2) Marcus Brady, Indianapolis Colts
It’s a projection, and again, it bears the caveat that Marcus Brady is not the Colts’ player, and head coach Frank Reich assumes that role. The non-playing offensive coordinator role varies from team to team, but Brady has a slight edge over Taylor here for several reasons.
While Taylor has more NFL experience than Brady as a coach, Brady has done a solid job with the Colts’ quarterbacks in recent years and held a higher title than Taylor with the same team just a year ago. However, Brady faces most of the same questions as a first-year coordinator that Taylor does, and the difference is mostly minor.
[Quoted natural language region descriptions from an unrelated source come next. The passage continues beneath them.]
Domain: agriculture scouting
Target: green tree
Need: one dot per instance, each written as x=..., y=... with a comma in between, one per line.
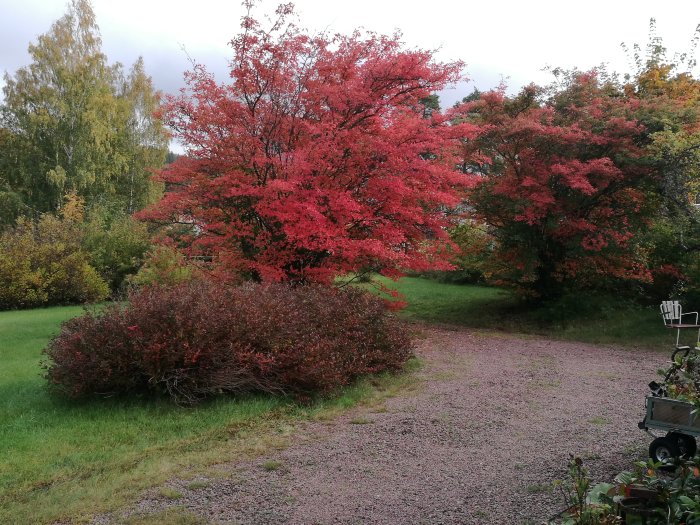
x=77, y=124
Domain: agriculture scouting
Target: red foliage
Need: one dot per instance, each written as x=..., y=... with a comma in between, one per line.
x=317, y=159
x=199, y=339
x=559, y=181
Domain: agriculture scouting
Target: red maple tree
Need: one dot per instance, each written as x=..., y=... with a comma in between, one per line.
x=317, y=158
x=559, y=183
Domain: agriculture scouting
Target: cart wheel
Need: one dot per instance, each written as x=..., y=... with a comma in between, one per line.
x=686, y=444
x=664, y=449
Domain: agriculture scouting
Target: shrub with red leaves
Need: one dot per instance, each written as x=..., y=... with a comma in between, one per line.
x=198, y=339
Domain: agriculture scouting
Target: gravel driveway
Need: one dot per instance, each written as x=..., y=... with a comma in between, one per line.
x=480, y=443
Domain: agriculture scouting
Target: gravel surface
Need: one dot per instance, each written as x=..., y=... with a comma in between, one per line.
x=480, y=442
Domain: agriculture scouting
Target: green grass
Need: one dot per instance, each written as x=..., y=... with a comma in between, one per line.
x=580, y=318
x=63, y=460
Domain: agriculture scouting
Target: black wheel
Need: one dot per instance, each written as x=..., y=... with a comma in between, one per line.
x=664, y=449
x=686, y=444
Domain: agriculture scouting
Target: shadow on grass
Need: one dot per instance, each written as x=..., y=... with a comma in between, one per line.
x=582, y=317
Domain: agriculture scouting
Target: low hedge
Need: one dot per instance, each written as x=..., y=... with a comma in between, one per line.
x=200, y=338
1) Pep Hamilton, Houston Texas
The defacto best offensive coordinator in the AFC South, Pep Hamilton has gotten decent production from some poor Houston defenses in recent years. Houston ranked No. 17 and No. 13 in offensive DVOA in former coordinator Tim Kelly’s first two seasons as a player before falling to No. 30 last year when the Texans’ roster was scattered and led by a rookie quarterback, but Hamilton himself is has been a respected player in the past and has been able to get the most out of Mills and Tyrod Taylor, absolving him of the blame for last year’s production.
Mills’ production with the Texans in 2021 hasn’t been impressive, but he’s helped Mills look like one of the most comfortable rookie quarterbacks in the NFL, and his scheme is clearly working. The Texans don’t always have a roster they can take advantage of, but Hamilton is a bright offensive mind who has shown a knack for making plays even without solid pieces to work with.